El aroma penetrante del mar cercano.
Gaviotas como alondras, sus conductas desquiciadas por el fragor de la tormenta pasada.
Poco a poco volverán al compás sereno de su vuelo.
Una brisa húmeda envolviendo y amasando el último calor de septiembre.
Silencio.
Buques fantasmas en el cielo empedrado de nubes nerviosas.
Nadie en la arena fría, nada más allá de las olas.
Y en este ámbito deambulo descubriendo a cada paso planetas emocionantes algunos, de una tristeza nueva otros, pero todos solitarios.
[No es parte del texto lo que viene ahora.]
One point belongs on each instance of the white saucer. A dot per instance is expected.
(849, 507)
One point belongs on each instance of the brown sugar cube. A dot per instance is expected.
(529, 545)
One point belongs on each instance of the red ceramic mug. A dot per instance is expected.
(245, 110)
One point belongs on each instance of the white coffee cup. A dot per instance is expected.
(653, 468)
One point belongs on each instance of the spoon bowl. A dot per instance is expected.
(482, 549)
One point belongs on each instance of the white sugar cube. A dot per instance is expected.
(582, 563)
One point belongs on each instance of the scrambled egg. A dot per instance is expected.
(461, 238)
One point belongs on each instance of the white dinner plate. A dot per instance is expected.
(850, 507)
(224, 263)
En esta frontera móvil la mar levanta su falda de volantes y descubre al viento sus piernas de coral, su carne salobre y abisal.
Y yo la miro sobrecogido y algo avergonzado, y sigo hollando la arena con mis pies descalzos de peregrino.
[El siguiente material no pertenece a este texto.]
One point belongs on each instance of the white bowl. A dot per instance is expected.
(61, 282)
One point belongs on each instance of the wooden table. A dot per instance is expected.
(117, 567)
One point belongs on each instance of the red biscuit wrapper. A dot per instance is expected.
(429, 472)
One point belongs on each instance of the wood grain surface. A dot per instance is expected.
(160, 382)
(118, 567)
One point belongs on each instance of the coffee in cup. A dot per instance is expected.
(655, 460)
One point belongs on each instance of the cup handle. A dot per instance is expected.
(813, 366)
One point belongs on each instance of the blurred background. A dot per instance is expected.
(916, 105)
No tengo santuario a donde llegar, mis pasos me llevan solos a paisajes que no busco ni rechazo, algunos me deslumbran y otros me asolan.
Pero sigo sin encontrar a nadie, a otro caminante.
Nadie sigue mis pasos.
No persigo nada ni a nadie.
Comienzo a tener frío, mucho frío.
Mis pies se hacen más lentos cada vez.
Va cayendo la noche, he de encontrar algún refugio.
El cielo se torna de un color metálico, como el de un revólver recién disparado.